Implied change in policy rate expectations, %

Next week’s jobs and inflation data could help clarify the near-term picture further, but the risks are now clearly tilted to the upside, with stronger consumer demand likely to translate into slightly higher prices through the early part of the third quarter. 

 

The euro is trading with a defensive bias as investors keep downgrading growth and rate expectations, but there is some evidence that “peak pessimism” is in the rear-view mirror, with economic surprise indices turning more positive and climbing off their lows in the last two months. We remain skeptical on the euro area’s capacity to outperform the US – except in the early stages of an employment-led downturn – but an early-year overshoot in European Central Bank expectations seems to have corrected itself, and the common currency appears to be gravitating toward the 1.10 mark as a point of reference.

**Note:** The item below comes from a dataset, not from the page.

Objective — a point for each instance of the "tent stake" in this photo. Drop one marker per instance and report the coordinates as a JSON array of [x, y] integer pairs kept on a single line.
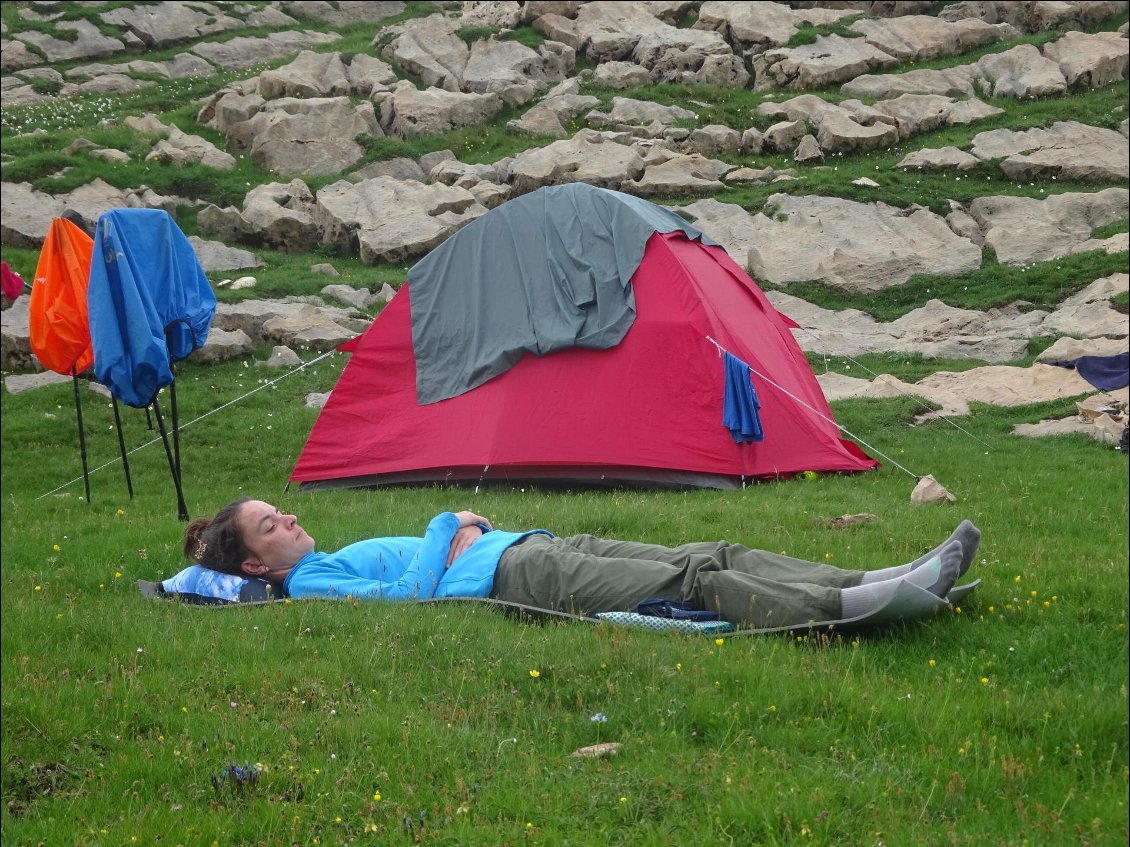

Bloomberg Economic Surprise Indices

Next week will bring the latest German ZEW investor expectations survey, June industrial production numbers, and a second read on July’s inflation data. A report heavy on statistical adjustments and light on evidence of underlying pressure on core prices could pull expectations for the monetary policy path slightly lower.

Asia Pacific

Asian currency markets are seeing relatively subdued moves with Japan on holiday and the Chinese yuan looking ever more state-managed. The People’s Bank of China set the renminbi fix almost 500 pips below trader expectations last night, indicating that authorities aren’t willing to permit a disorderly move lower in the currency – even as a falling yen boosts Japan’s relative trade competitiveness.

 

Tuesday’s raft of Chinese activity reports are likely to show the economy entering a deepening slowdown, with official stimulus efforts doing little to lift the gloom. Industrial output, fixed investment, and retail sales have all shown signs of softening through the summer, and data released last night showed new yuan loans falling to the lowest levels since 2009 in July, suggesting that demand for credit has weakened further.